3 Things to Know Before Investing in a Rental Property

3 Things to Know Before Investing in a Rental Property

Article by, Brent Virkus – President and CEO of Motor City Design Build and Member of Team Virkus | brent@motorcitydesignbuild.com | (586) 854-9203

Brent Virkus1. You make your money when you buy it
“The best principle to have in any real estate transaction is that you make your money when you buy it, not when you sell it — because if you pay too much for it, you’re never going to make money.”

Since many people who buy investment properties often don’t buy one in their same neighborhood, or even in their same city, it’s easy to be lured by what is perceived to be a good deal in an unfamiliar market. Yet just because a home is less expensive than those around it, or in an area on the “rebound,” doesn’t mean it’s worth investing in.

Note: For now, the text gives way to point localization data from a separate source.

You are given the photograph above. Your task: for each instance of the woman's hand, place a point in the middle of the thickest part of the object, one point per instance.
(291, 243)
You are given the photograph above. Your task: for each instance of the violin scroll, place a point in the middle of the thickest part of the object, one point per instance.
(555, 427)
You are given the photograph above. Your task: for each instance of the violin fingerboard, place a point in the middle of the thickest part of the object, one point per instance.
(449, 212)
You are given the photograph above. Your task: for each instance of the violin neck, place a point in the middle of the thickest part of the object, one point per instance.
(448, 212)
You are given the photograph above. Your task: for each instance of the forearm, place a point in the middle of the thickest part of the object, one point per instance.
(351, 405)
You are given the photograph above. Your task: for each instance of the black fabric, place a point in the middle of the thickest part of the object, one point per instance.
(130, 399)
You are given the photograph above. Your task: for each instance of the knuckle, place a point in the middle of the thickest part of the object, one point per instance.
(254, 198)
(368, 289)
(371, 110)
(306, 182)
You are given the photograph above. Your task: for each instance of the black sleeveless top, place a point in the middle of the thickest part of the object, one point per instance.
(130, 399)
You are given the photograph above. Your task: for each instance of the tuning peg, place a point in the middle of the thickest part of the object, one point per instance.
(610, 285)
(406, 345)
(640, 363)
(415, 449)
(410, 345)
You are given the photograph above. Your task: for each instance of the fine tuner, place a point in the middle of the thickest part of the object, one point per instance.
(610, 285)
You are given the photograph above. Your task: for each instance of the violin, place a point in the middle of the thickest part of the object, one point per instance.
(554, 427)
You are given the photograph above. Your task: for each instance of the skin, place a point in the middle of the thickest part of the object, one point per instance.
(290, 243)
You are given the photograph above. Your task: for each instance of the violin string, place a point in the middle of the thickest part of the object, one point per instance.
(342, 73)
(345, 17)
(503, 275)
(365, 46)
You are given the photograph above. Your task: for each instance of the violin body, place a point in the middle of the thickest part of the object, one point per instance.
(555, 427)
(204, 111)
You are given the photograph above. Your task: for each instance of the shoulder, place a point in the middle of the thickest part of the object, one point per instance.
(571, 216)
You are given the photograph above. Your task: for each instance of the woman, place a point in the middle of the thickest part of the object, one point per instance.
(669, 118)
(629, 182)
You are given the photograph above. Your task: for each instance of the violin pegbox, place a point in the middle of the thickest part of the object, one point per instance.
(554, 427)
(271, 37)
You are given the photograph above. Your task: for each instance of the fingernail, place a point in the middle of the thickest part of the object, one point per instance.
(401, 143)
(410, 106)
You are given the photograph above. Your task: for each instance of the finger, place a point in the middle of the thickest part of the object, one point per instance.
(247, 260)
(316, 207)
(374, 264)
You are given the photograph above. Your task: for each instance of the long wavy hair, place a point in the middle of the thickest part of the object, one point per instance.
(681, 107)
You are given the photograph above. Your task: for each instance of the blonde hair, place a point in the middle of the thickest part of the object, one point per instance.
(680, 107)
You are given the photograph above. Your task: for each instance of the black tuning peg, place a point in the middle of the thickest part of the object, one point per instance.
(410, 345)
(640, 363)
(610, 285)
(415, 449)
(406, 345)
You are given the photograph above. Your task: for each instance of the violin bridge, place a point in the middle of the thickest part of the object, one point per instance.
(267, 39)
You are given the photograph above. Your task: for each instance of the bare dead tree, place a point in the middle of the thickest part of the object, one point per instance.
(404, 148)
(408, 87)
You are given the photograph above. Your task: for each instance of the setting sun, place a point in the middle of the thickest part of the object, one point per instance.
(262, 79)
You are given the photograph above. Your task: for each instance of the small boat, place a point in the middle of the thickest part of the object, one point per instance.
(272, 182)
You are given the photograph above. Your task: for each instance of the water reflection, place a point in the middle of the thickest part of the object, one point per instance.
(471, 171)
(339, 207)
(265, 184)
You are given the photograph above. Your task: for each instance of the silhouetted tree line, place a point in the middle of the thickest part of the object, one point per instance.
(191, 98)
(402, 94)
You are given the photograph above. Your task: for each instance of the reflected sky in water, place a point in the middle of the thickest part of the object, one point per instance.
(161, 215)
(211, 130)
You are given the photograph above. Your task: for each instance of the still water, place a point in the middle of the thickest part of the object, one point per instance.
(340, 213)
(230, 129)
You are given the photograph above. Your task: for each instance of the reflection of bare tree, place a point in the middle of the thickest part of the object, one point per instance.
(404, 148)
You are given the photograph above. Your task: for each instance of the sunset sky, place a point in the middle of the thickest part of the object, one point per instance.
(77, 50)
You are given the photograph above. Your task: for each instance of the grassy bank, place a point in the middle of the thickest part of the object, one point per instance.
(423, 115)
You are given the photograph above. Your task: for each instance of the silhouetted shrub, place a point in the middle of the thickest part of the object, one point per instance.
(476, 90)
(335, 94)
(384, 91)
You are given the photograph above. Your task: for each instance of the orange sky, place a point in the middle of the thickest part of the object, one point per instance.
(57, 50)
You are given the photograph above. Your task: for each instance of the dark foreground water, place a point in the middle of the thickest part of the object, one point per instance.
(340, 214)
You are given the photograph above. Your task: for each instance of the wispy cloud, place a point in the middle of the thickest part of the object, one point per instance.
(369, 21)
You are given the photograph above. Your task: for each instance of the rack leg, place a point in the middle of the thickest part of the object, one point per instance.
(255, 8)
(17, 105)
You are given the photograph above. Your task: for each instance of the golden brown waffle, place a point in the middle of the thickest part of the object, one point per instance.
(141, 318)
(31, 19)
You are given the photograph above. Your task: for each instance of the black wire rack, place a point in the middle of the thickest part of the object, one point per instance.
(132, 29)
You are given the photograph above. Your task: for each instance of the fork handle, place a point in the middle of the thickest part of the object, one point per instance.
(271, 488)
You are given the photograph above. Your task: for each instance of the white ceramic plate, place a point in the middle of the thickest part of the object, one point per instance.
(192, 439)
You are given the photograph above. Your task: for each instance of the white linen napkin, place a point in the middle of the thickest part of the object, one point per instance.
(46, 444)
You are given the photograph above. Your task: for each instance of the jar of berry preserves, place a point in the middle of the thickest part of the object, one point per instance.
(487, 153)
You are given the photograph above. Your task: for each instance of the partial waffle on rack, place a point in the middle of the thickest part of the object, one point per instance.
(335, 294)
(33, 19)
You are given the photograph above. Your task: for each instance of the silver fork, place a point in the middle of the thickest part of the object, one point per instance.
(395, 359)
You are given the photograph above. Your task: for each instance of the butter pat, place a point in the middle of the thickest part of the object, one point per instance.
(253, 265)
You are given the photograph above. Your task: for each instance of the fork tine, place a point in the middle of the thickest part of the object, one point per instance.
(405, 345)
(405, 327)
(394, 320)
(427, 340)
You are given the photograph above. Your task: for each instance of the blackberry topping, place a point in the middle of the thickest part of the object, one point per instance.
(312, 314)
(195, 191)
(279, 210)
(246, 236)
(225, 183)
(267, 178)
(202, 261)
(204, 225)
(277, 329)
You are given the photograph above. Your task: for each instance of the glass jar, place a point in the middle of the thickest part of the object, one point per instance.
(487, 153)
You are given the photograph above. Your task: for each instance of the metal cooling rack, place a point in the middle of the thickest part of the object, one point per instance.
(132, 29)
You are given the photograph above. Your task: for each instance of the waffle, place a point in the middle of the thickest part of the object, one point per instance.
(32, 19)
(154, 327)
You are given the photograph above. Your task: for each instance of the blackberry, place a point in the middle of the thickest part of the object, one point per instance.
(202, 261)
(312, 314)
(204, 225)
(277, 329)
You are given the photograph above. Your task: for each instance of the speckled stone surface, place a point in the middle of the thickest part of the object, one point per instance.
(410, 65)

Often, investors see a home at a low price and think they’ve found a great deal, but you must do your research and your homework on the area to truly evaluate whether or not it’s a good investment.

Remember as Warren Buffett’s mentor Benjamin Graham once said, “Price is what you pay; value is what you get,” so always make sure you’re making an investment when you begin.

2. Know your worst-case exit scenario
Investors in any situation can be lured into thinking that only the good things will happen, and that’s what they plan for, but it’s vitally important to have an exit plan, too.

While investing in a rental property can certainly be a profitable and worthwhile investment — don’t allow it to be such a large part of your portfolio that losing returns from it could ultimately bring you down with it.

Forde wanted to highlight how critical it was to have an exit plan if “all of your assumptions don’t work out.” For example, if the home is unoccupied for a few months, the $800 monthly income instead turns into a $1,000 expense very quickly — and that could result in dire consequences if the investor isn’t prepared.

3. Be ready for the unexpected
With any investment decision — and almost any decision at all — things can quickly take unexpected turns. For example, if the HVAC unit and the water heater each go out on the same day, repairs could be north of $10,000 — wiping out an entire year’s worth of profit. In this, investors must see that houses can be great investments — but are often full of unseen costs that correspond with them. Being both prepared and able to address those issues when they present themselves is critical.

While rental properties can be great investments, like all investments, their returns also correspond to their risks — and now you have one expert’s opinion on what to keep in mind before you make that critical decision to invest in one.